Reps for UMG and Motown did not grant Variety‘s requests for comment.
O-Town was formed by late music mogul, Lou Pearlman, as part of MTV’s “Making the Band” reality series in 2000, and he acknowledged in interviews over the years that Motown was an inspiration for the name, and the complaint notes the similarities between the group’s and the label’s logos. According to Underwood, who also manages the band, Pearlman trademarked O-Town before the series launched, then once the group members were chosen, he suggested it as a band name.
“We were like, ‘Yeah, that feels closer to our hearts than anything.
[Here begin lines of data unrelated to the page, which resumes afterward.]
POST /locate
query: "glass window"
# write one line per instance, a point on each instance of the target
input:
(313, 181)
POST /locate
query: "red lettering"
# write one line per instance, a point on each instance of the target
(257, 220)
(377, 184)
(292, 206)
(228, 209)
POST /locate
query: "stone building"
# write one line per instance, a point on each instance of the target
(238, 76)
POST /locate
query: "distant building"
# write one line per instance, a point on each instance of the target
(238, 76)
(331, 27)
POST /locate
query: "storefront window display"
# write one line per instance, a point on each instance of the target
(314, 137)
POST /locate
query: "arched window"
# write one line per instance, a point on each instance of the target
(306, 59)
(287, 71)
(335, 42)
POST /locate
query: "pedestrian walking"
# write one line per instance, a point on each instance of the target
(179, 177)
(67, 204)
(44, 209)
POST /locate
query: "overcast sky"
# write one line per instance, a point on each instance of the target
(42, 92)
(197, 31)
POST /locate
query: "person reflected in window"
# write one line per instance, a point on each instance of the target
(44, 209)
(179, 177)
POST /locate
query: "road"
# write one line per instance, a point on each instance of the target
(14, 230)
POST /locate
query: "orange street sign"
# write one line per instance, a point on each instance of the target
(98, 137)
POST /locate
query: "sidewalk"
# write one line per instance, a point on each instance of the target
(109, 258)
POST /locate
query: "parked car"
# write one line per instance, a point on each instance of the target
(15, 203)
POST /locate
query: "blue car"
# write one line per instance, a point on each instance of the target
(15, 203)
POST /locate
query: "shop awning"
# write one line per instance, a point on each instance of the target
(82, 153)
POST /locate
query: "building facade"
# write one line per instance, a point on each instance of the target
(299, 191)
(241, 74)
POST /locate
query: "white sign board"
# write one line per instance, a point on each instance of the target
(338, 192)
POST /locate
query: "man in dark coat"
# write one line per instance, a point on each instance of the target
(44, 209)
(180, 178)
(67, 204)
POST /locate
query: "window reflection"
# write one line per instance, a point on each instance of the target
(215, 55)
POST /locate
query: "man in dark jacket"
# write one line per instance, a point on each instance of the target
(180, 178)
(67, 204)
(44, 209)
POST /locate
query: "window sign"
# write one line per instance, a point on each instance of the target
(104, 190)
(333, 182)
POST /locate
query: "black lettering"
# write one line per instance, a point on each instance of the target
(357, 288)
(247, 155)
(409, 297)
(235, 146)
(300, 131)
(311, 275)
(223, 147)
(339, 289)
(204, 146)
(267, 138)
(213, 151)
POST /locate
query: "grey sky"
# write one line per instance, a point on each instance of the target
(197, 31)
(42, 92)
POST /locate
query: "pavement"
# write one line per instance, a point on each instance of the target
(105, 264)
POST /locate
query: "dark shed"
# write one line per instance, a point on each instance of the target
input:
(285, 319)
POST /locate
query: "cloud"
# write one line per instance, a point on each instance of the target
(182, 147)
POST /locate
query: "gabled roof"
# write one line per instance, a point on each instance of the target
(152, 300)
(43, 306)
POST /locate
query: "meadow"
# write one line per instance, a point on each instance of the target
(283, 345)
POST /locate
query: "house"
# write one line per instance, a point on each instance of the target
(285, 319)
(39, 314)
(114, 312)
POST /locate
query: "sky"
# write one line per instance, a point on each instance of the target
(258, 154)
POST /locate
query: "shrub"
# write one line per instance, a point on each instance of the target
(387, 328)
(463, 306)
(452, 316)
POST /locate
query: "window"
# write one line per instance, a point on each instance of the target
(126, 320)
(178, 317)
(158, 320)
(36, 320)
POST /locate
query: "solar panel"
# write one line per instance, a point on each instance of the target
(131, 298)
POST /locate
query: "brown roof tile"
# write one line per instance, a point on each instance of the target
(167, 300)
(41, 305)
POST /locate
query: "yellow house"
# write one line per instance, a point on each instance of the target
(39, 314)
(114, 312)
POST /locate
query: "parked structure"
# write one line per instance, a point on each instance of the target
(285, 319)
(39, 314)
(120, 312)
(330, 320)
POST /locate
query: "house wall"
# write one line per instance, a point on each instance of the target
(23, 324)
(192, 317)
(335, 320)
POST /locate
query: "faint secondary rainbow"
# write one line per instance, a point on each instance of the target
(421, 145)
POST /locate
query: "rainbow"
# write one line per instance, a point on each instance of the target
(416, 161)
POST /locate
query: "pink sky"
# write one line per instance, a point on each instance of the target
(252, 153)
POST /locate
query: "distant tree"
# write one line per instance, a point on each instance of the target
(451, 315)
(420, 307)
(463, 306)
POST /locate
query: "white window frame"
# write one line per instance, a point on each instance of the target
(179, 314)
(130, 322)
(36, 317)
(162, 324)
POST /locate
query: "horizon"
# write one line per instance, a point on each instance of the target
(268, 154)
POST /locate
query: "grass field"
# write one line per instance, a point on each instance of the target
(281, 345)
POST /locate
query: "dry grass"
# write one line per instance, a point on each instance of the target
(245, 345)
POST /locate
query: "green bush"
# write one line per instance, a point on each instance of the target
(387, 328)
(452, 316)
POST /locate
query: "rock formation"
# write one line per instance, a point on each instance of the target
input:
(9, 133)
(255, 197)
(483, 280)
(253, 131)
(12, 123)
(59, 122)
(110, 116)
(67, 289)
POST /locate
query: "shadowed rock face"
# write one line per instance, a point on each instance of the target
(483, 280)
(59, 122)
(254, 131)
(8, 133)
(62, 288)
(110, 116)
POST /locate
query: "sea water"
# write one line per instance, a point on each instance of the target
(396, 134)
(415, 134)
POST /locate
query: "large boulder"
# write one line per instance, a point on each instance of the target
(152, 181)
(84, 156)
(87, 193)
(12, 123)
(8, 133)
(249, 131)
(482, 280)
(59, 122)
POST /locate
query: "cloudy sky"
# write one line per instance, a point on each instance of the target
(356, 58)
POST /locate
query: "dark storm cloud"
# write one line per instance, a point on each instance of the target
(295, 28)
That makes sense,’ not realizing that he owned the name already,” Underwood tells Variety. “It wasn’t a big deal until we started touring and then it was like, ‘By owning the name, he owns all the rights to what you guys do. You’re in handcuffs.”
Underwood says Pearlman’s refusal to grant the band any ownership was one of many ways the late, disgraced manager made things “difficult” for the group during their heyday and one of the reasons they disbanded in 2003.
In 2008, Pearlman was sentenced to 25 years in prison for one of the largest Ponzi schemes in history, which saw him defrauding people out of more than $300 million. Amid his legal troubles, his assets were seized and Underwood says the O-Town trademark was subsequently abandoned.
Pearlman passed away in prison in 2016, by which time O-Town had reformed as a foursome (without original fifth member Ashley Parker Angel,) and released 2014’s Lines and Circles.” They continued to fund their comeback through a Kickstarter campaign, which helped them produce 2017’s “Part 1” EP, which will be combined with new tracks to form their upcoming “OTWN” album. They have also been headlining the Pop 2000 tour with Tyler Hilton, Aaron Carter, Ryan Cabrera and Lance Bass.
With Pearlman deceased and both new music and touring going on, Underwood says the group decided to “finally own our name” and filed the application. He says the band remain perplexed at Universal Music Group’s opposition, given that the group have been operating as O-Town for almost two decades.
“O-Town has been selling records for almost 20 years now – we’ve had T-shirts, pillowcases and everything under the sun sold with this logo on it, so if Motown thinks we’re infringing on their rights or have broken the law, why has it taken this many years to say so?” Underwood says. “To claim that after 20 years of working as O-Town, there’s going to be confusion about our name is ridiculous. They let this be a mark when Lou got it around 1999, so if they have a problem with it now, why didn’t you have a problem with it then?”
“They’re bored and battling us with lawyers because they have more money and nothing to do, and meanwhile we’re managing ourselves and doing everything we can to keep the band afloat after finally having success with our Kickstarter campaign and being back on tour,” Underwood continues. “Every time we file a response it’s around $7,000, and for a band that doesn’t make a lot of money that’s a lot. We were saving all our money to make music videos, promote our album and tour, but now we’re spending all that on lawyers. We just want them off our back to avoid going bankrupt trying to fight this.”
O-Town filed a response to Universal Music Group’s opposition on June 10.